The group argued that a New York City gun rule “prevented their transport of firearms to a second home or shooting range outside of the city,” per the Court’s summary, and that the city rule therefore violated the Second Amendment. In the midst of the litigation, New York State and New York City both amended their gun licensing laws, in essence giving in to the core of the group’s demands. Hence the mootness of the case.
“[P]etitioners may now transport firearms to a second home or shooting range outside of the city, which is the precise relief that petitioners requested in the prayer for relief in their complaint,” the Court ruled in a terse two-page “per curiam” unsigned order of the Court (citations omitted):
“Our ordinary practice in disposing of a case that has become moot on appeal is to vacate the judgment with directions to dismiss. However, in instances where the mootness is attributable to a change in the legal framework governing the case, and where the plaintiff may have some residual claim under the new framework that was understandably not asserted previously, our practice is to vacate the judgment and remand for further proceedings in which the parties may, if necessary, amend their pleadings or develop the record more fully.”
It’s easy to unravel who is on what side of the argument, however, because three justices dissented. Samuel Alito, Neil Gorsuch, and Clarence Thomas all wanted to keep the case alive because the group tried to pile other claims into the original claim. For instance, it is up for debate whether the amended laws prevent stops for, e.g., food and bathroom breaks between home and another destination. The gun owner group also sought to insert a damages claim into the original case. The majority noted that the case would need to be relitigated from the ground up, but the dissenters said, “This case is not moot. The City violated petitioners’ Second Amendment right, and we should so hold.”
The majority, we know, must have been John Roberts, Ruth Bader Ginsburg, Stephen Breyer, Sonia Sotomayor, Elena Kagan.

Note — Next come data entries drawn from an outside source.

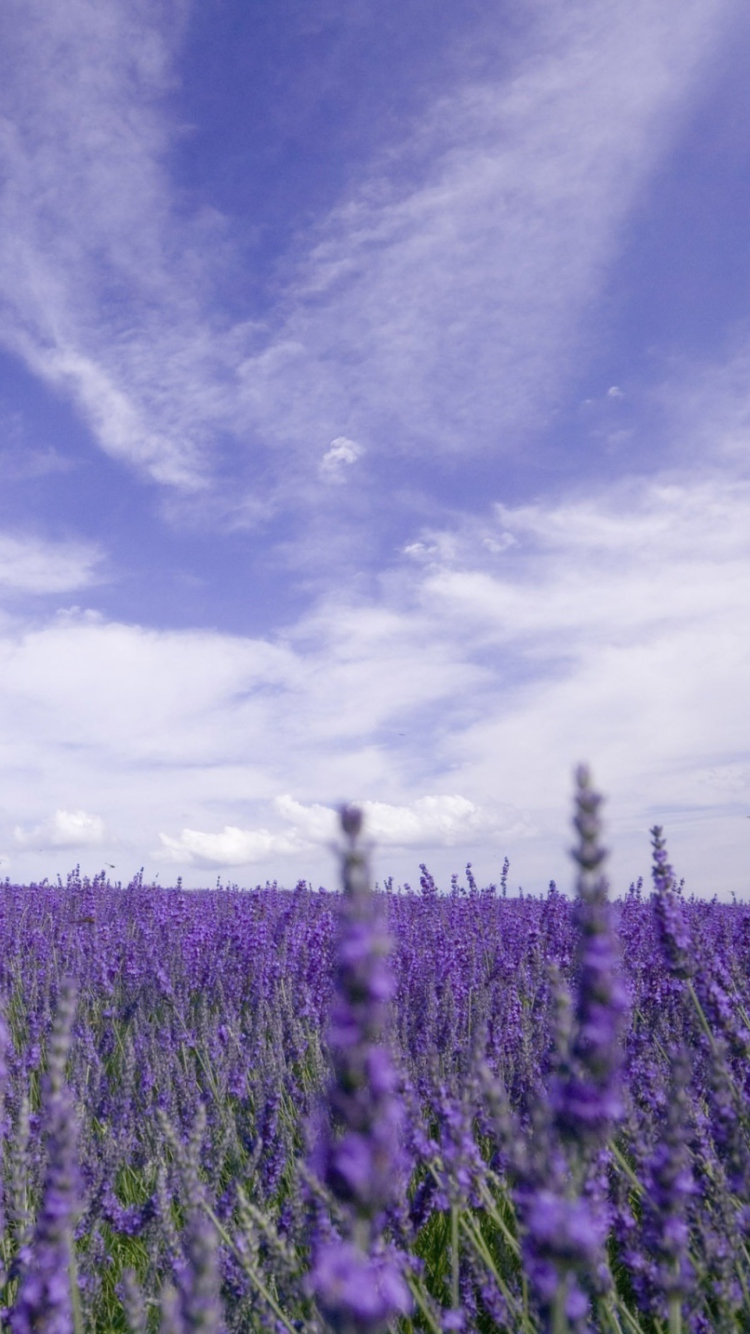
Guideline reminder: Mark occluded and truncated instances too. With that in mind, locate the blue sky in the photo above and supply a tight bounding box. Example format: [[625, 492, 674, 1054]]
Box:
[[1, 0, 749, 896]]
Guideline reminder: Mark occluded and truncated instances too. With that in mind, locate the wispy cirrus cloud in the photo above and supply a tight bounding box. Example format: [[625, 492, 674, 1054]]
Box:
[[236, 0, 734, 470], [0, 0, 736, 512], [0, 531, 103, 594], [0, 0, 230, 490]]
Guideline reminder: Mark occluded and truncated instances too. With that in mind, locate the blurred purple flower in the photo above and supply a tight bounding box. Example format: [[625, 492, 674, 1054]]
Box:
[[651, 826, 694, 980], [637, 1051, 696, 1319], [11, 979, 81, 1334], [308, 806, 412, 1333], [310, 1240, 411, 1333], [518, 767, 625, 1330], [551, 767, 627, 1149]]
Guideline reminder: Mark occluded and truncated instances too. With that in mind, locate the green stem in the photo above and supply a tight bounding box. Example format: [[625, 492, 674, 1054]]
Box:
[[685, 980, 719, 1057], [68, 1235, 85, 1334], [476, 1179, 522, 1258], [450, 1205, 460, 1310], [667, 1294, 682, 1334], [552, 1283, 569, 1334], [403, 1274, 443, 1334], [610, 1295, 652, 1334], [200, 1201, 301, 1334], [608, 1141, 643, 1195], [459, 1213, 536, 1334]]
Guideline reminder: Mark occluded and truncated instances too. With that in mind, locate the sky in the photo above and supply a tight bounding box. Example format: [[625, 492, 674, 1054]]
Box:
[[1, 0, 749, 897]]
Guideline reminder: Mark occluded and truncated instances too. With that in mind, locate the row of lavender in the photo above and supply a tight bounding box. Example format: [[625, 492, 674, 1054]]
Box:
[[0, 769, 749, 1331]]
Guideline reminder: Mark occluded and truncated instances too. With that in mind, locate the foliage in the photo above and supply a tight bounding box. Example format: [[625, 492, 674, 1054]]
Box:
[[0, 773, 749, 1331]]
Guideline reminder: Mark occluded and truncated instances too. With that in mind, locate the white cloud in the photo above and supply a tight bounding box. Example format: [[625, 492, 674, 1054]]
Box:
[[237, 0, 734, 466], [274, 795, 339, 842], [0, 0, 226, 490], [1, 466, 749, 895], [158, 824, 301, 868], [360, 795, 529, 846], [0, 0, 736, 507], [155, 793, 529, 870], [14, 809, 107, 849], [274, 793, 526, 846], [319, 436, 365, 482], [0, 532, 103, 595]]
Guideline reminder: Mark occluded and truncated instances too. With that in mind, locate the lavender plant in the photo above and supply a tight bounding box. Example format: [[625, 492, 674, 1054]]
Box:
[[514, 766, 627, 1333], [10, 978, 82, 1334], [307, 805, 412, 1333], [0, 778, 747, 1329]]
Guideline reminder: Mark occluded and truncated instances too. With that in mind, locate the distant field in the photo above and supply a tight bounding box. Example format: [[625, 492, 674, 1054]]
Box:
[[1, 776, 749, 1331]]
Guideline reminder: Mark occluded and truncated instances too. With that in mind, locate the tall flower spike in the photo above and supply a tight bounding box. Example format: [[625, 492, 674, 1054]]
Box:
[[552, 765, 627, 1148], [518, 767, 626, 1332], [651, 826, 694, 980], [11, 978, 82, 1334], [640, 1050, 695, 1321], [0, 1007, 9, 1280], [308, 805, 412, 1334]]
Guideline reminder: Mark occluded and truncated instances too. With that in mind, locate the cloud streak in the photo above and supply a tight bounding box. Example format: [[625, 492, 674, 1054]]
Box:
[[0, 0, 736, 509], [0, 531, 103, 595], [0, 0, 229, 489], [237, 0, 734, 467]]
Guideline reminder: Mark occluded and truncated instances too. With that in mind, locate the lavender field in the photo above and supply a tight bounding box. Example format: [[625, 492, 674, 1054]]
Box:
[[1, 769, 749, 1333]]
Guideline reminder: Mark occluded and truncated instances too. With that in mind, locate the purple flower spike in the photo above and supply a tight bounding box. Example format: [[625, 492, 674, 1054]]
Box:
[[552, 765, 627, 1149], [310, 1241, 411, 1334], [308, 807, 412, 1333], [651, 826, 694, 980], [518, 768, 626, 1331], [178, 1207, 226, 1333], [639, 1052, 695, 1318], [11, 979, 81, 1334]]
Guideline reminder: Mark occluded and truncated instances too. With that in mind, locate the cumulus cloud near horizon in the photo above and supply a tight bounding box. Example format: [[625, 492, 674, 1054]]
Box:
[[158, 824, 302, 868], [14, 808, 108, 850], [1, 464, 749, 895], [156, 792, 527, 869]]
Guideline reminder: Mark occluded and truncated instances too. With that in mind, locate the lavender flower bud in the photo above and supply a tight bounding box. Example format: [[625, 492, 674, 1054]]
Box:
[[552, 766, 627, 1148], [119, 1269, 148, 1334], [308, 807, 412, 1333], [311, 1241, 411, 1334], [160, 1284, 187, 1334], [11, 980, 81, 1334], [0, 1009, 9, 1274], [651, 826, 694, 980], [179, 1208, 226, 1333], [517, 769, 625, 1331], [640, 1051, 695, 1316]]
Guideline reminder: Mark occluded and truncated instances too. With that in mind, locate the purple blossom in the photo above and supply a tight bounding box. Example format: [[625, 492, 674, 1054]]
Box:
[[651, 826, 695, 980], [551, 766, 627, 1149], [637, 1051, 696, 1319], [11, 979, 81, 1334], [308, 806, 412, 1332], [517, 767, 625, 1330], [1, 801, 750, 1332], [310, 1240, 411, 1334]]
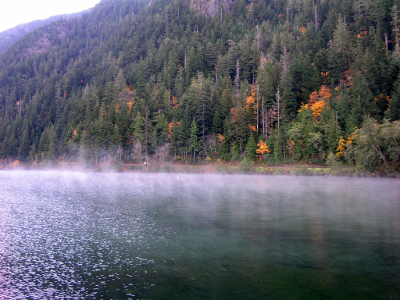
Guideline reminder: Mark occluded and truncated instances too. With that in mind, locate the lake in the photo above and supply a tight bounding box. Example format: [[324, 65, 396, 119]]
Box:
[[0, 171, 399, 299]]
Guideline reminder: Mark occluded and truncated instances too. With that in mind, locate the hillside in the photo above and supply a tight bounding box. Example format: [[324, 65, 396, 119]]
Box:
[[0, 0, 399, 173], [0, 10, 92, 52]]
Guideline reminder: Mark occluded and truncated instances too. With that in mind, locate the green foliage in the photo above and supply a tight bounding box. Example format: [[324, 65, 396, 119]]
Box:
[[274, 132, 284, 162], [38, 126, 56, 162], [232, 141, 240, 161], [0, 0, 398, 172], [326, 152, 339, 167], [239, 158, 254, 173], [188, 118, 200, 163], [245, 135, 257, 160], [388, 78, 400, 121], [352, 118, 400, 172]]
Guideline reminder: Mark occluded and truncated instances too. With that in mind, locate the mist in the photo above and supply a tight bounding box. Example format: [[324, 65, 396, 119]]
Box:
[[1, 171, 399, 299]]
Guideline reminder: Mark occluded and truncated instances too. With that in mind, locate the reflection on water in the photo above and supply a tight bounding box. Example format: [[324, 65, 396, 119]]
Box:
[[0, 171, 399, 299]]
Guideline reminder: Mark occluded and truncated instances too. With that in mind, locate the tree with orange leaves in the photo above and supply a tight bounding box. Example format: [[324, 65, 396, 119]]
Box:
[[311, 100, 327, 119], [306, 85, 331, 107], [336, 133, 354, 158], [256, 140, 270, 160], [299, 85, 331, 120]]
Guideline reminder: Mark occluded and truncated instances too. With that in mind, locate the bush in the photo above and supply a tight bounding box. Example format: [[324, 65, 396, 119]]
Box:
[[239, 158, 254, 173], [353, 118, 400, 172], [326, 152, 342, 168]]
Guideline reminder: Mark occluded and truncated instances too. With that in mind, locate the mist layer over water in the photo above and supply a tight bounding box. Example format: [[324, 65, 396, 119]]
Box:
[[0, 171, 399, 299]]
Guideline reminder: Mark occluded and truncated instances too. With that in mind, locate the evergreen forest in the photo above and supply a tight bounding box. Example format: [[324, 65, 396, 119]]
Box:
[[0, 0, 400, 173]]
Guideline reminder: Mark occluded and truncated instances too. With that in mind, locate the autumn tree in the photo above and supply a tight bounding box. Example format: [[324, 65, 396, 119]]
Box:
[[256, 139, 270, 160]]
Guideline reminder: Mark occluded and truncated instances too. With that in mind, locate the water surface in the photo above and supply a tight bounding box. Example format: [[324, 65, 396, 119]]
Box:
[[0, 171, 399, 299]]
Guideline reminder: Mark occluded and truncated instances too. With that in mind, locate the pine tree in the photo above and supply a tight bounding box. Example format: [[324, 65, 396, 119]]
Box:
[[245, 135, 257, 160], [18, 126, 31, 160], [388, 79, 400, 121], [330, 15, 353, 83], [392, 4, 400, 60], [231, 141, 240, 161], [188, 118, 200, 163]]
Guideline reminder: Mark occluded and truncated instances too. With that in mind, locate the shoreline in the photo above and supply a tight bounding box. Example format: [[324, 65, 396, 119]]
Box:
[[1, 160, 398, 178]]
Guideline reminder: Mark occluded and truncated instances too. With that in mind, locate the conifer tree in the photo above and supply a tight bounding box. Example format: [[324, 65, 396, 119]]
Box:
[[189, 118, 200, 163], [245, 135, 257, 160], [388, 79, 400, 121]]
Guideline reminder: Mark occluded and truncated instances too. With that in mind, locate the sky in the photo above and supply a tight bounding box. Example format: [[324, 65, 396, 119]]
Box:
[[0, 0, 101, 33]]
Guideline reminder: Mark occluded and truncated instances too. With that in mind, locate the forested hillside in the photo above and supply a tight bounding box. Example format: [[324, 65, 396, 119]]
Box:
[[0, 0, 399, 172], [0, 10, 92, 53]]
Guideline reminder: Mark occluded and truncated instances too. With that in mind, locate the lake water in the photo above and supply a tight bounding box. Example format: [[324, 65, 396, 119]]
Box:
[[0, 171, 399, 299]]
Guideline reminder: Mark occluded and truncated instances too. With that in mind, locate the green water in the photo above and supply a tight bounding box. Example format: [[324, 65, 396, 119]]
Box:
[[0, 171, 399, 299]]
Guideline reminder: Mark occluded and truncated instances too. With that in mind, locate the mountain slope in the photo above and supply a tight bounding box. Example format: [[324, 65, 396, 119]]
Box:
[[0, 10, 92, 52], [0, 0, 399, 172]]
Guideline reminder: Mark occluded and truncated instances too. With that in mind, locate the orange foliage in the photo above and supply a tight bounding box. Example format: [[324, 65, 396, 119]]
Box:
[[336, 134, 354, 158], [336, 137, 346, 158], [300, 26, 306, 34], [300, 85, 331, 117], [246, 94, 255, 105], [245, 90, 256, 110], [347, 133, 354, 144], [231, 88, 258, 129], [311, 100, 327, 118], [115, 104, 120, 113], [308, 91, 319, 106], [248, 124, 257, 132], [374, 94, 391, 104], [256, 140, 270, 156], [13, 160, 20, 167], [298, 103, 309, 112], [172, 96, 179, 109], [126, 101, 134, 114], [319, 85, 331, 99], [218, 134, 225, 144], [307, 85, 331, 107], [357, 30, 369, 39], [343, 70, 352, 86], [168, 122, 174, 135], [321, 71, 330, 78]]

Brett Kavanaugh agreed with the majority on procedural grounds while extolling the need for additional Second Amendment litigation.
“I agree with the per curiam opinion’s resolution of the procedural issues before us — namely, that petitioners’ claim for injunctive relief against New York City’s old rule is moot and that petitioners’ new claims should be addressed as appropriate in the first instance by the Court of Appeals and the District Court on remand,” Kavanaugh wrote in a short concurrence.
Kavanaugh went further, however.
“I also agree with J[ustice] A[lito]’s general analysis of Heller and McDonald,” Kavanaugh wrote. “And I share [his] concern that some federal and state courts may not be properly applying Heller and McDonald. The Court should address that issue soon, perhaps in one of the several Second Amendment cases with petitions for certiorari now pending before the Court.”
Kavanaugh was referencing District of Columbia v. Heller, which held that functioning guns could be kept inside the homes of people who were not members of a militia, and McDonald v. Chicago, which held that the Second Amendment applied to the states.
Alito said the dismissal of the New York case as moot “permits [the Court’s] docket to be manipulated in a way that should not be countenanced.” He went on to issue a de facto litigation of the case in a 31-page dissent.
“[T]he lower courts have decided numerous cases involving Second Amendment challenges to a variety of federal, state, and local laws. Most have failed,” Alito said, bemoaning the chance to issue another decision against a state or local government which attempted to restrict firearms rights.
Then, Alito chided the litigation:
“[T]he City’s travel restriction burdened the very right recognized in Heller. History provides no support for a restriction of this type. The City’s public safety arguments were weak on their face, were not substantiated in any way, and were accepted below with no serious probing. And once we granted review in this case, the City’s public safety concerns evaporated.”